Thursday, May 31, 2007
Wednesday, May 30, 2007
Scientific name:Phloedes diabolicum
Common name: Diabolical Ironclad Beetle
Native range: Southwestern US
More information: Peter J. Bryant's guide to the Natural History of Orange County, California. See also Field Guide to California Beetles (Evans & Hogue), here at Amazon.com.
I was taken aback a few weeks ago when I first encountered this bug (I moved here from Illinois five months ago). At first, rather foolishly, I thought it might be a large piece of soot that had rained down from the Catalina wildfire. You can imagine my surprise when its legs emerged and it began to move!
It was playing dead, as it's doing in the above photos as well. This, I've read, is a stereotypical behavior of ironclad beetles when encountered.
According to Evans & Hogue, they will easily feed on oatmeal in captivity, but they are probably fungivores in the wild. (I also heard a report that they will easily feed on carrots as well, and that seems to be doing the trick so far, for mine.)
It's reported by beetle collectors that the exoskeletons of ironclad beetles are so hard that it's difficult to drive a mounting pin through them.
Tuesday, May 29, 2007
Common names: Silk-Oak; Silky Oak
Native range: eastern Australia
More information: Characteristics and requirements at davesgarden.com. Worthwhile Wikipedia entry as well.
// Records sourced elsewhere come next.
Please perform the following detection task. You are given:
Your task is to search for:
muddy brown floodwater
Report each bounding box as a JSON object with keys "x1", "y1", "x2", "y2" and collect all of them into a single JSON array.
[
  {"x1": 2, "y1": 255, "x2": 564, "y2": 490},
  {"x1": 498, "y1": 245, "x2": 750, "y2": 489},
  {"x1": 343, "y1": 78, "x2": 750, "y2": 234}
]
The attractive yellow-orange flowers you see on the Silky Oak are in fact sepals, not petals. The Silky Oak flower has no petals!
Some guests of mine recently bought a pair of wildly exotic flowers for me as a gift for my hospitality: "Pincushion Protea" (Leucospermum cordifolium), a South African member of the Protea, or Sugarbush family. They knew that these were flowers I'd seen before, and been enamored with, but had been unable to identify. (I hadn't even heard of the Protea family!)
Imagine my surprise when I scaled a wall this morning to take the above photo of the Silky Oak flowers. They have a basically similar look as the Pincushion Protea! (To understand, see the above link to Pincushion Protea). I noticed this, but lacking confidence in my still premature knowledge of plant families, I decided the similarity was probably just superficial ("analogous", as the evolutionary biologists say).
Silky Oak is in fact a member of the Protea Family, along with a mere 1,200 or so other species. According to the Wikipedia entry on the Protea, "The Proteaceae family... is an ancient one. Its ancestors grew in Gondwanaland, 300 million years ago. Proteaceae is divided into two subfamilies: the Proteoideae, best represented in southern Africa, and the Grevilleoideae, concentrated in Australia and South America and the other smaller segments of Gondwanaland that are now part of eastern Asia." Read more from this entry, and find out why Linnaeus named this family after the Greek god Proteus.
Monday, May 28, 2007
Common names: Matilija poppy; tree poppy
Native range: Limited to southern California and northern Baja, see range map!
More information: See this entry at efloras.org; also Wikipedia entry.
I noticied these blooming for the first time just this last week, near the intersection of Street of the Golden Lantern and Crown Valley Parkway, on the border of Dana Point and Laguna Niguel.
They are truly eye-catching!
I wouldn't have immediately recognized them if it weren't for the unbelievably realistic illustrations of A.R. Valentien, the early 20th century painter whose California plant portraits makes me want to own all of them and stare at them for hours!
See Valentien's illustration of the Matilija poppy. Other Valentien illustrations can be found here.